Thomas McCarthy: Indubbiamente sì, se parliamo però di etica nei rapporti personali oltre che a quella imposta dall'amministrazione o dalle regole del vivere civile. Il film parla di questo, tendiamo ad aggirare le regole quando si tratta del nostro lavoro e siamo arrivati dove siamo arrivati, ma la cosa davvero grave è che estendiamo questi raggiri anche a livello umano e personale. Il pasticcio in cui ci troviamo è in larga parte stato causato dai grandi gruppi bancari americani, non da singoli esseri umani cattivi ma da un gruppo di persone che hanno fatto scelte sbagliate ed egoistiche. E' difficile essere buoni ed allo stesso tempo fare anche le scelte giuste. Il guaio è che abbiamo sempre la giustificazione pronta, chi sbaglia mette spesso di mezzo problemi familiari senza rendersi conto di aver fatto comunque qualcosa di bagliato, non basta andare in chiesa a chiedere perdono, c'è bisogno di autoregolamentazione morale.
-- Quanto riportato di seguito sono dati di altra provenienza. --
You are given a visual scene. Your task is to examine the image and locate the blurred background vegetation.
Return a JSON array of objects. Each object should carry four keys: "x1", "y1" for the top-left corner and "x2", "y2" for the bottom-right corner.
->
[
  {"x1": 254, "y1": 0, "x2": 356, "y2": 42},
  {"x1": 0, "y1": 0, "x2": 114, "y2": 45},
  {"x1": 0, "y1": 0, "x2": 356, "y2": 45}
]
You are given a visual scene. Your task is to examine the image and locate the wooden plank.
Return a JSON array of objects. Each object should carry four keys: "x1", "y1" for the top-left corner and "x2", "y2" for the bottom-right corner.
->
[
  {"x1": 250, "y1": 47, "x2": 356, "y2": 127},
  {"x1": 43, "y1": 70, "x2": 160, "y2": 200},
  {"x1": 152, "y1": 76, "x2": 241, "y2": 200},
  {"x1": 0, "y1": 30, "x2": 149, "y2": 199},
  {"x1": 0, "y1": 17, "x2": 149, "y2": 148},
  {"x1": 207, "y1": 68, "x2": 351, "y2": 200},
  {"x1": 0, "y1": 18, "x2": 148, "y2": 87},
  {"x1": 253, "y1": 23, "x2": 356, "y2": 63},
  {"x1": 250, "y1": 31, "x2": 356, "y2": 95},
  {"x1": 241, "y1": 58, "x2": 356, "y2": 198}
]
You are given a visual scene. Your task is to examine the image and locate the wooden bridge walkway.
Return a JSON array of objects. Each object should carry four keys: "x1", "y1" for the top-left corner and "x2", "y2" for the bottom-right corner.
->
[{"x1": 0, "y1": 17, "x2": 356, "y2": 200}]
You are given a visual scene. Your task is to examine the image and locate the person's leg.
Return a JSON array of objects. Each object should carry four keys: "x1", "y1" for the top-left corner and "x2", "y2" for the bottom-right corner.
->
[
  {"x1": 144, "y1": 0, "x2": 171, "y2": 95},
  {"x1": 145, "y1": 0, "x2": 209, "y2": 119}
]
E' per via della crisi attuale che il suo cinema si è 'ammorbidito' negli ultimi tempi?
Thomas McCarthy: Quando ho iniziato a lavorare al film il desiderio era di fare un film sulla lotta libera, poi si è aggiunto il desiderio di una riflessione più profonda sulla moralità e sulle regole, sui media era un continuo succedersi di notizie catastrofiche e allora ho deciso di raccontare due cose insieme e di fonderle in un'unica storia rendendo il tutto molto più attuale.
Ha dichiarato che si sarebbe potuto trattare di qualsiasi altro sport, dunque perchè ha scelto la lotta libera?
Thomas McCarthy: Quando ero ragazzo ho praticato la lotta libera, è uno sport che amo e che il cinema ignora quasi totalmente, negli Stati Uniti è considerato secondario, forse è per questo che ho voluto dare più risalto a questa disciplina. Non nego che ero molto attratto anche dal lato metaforico della lotta sportiva che nella storia scorre parallelamente alla lotta esistenziale che il protagonista, in fondo una brava persona, intraprende con se stesso per cercare di giustificare un'azione molto scorretta che non avrebbe mai pensato di commettere.
Ha scelto Giamatti perchè sa farsi amare anche se fa il cattivo o per altre ragioni?
Thomas McCarthy: ho scelto lui perchè lo conosco dai tempi dell'università, perchè ho sempre pensato a lui sin da quando ho iniziato a scrivere questa sceneggiatura e soprattutto perchè raramente ha avuto l'opportunità di interpretare un uomo felice che sta bene con se stesso e ama la vita nonostante le difficoltà.